El ex presidente de Enron Corp., Kenneth Lay, a quien se le formularon cargos el miércoles pasado por su presunto papel en el fraude contable que condujo al colapso a la quebrada comercializadora de energía, se entregó ayer por la mañana a la Oficina Federal de Investigaciones (FBI, tal sus siglas en inglés) en Houston, Texas.
La institución de inteligencia norteamericana lo llevó esposado a un tribunal en donde ante la jueza federal Mary Milloy se le instruyeron 11 cargos en su contra. Entre ellos, a Lay se lo acusa de manipular los resultados trimestrales y de emitir falsos comunicados sobre los resultados financieros de la compañía.

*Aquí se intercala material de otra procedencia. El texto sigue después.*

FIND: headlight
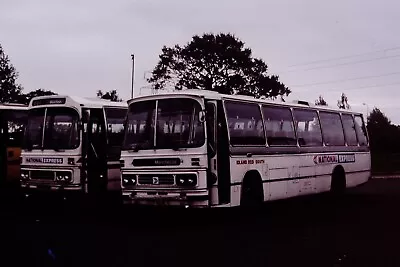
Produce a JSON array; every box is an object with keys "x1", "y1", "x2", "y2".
[
  {"x1": 64, "y1": 175, "x2": 72, "y2": 182},
  {"x1": 21, "y1": 170, "x2": 29, "y2": 180},
  {"x1": 56, "y1": 171, "x2": 72, "y2": 183},
  {"x1": 176, "y1": 174, "x2": 197, "y2": 187},
  {"x1": 122, "y1": 175, "x2": 136, "y2": 186}
]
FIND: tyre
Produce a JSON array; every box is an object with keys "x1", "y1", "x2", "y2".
[
  {"x1": 240, "y1": 174, "x2": 264, "y2": 207},
  {"x1": 330, "y1": 167, "x2": 346, "y2": 196}
]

A pesar de todo, el ex presidente de Enron ha sostenido que es inocente y que las acusaciones en su contra son infundadas. Sin embargo, se sabe que Lay contribuyó con más de u$s550 millones para la campaña electoral de George W. Bush. Más aún, y en un plano institucional, Enron también donó u$s300 mil para la inauguración presidencial del cargo; y 250 miembros del Congreso también recibieron contribuciones de Enron.
Durante la presidencia de Lay, el valor de Enron pasó de unos 2.000 a 80.000 millones de dólares. Hoy, cuando el ex funcionario ya fue encausado, el valor se calcula en apenas u$s41 millones.
A fines del 2001, Enron declaró la mayor bancarrota de la historia de los Estados Unidos después de que se descubrieron manipulaciones contables mediante las que la firma había ocultado pérdidas y había exagerado beneficios para seguir atrayendo inversores.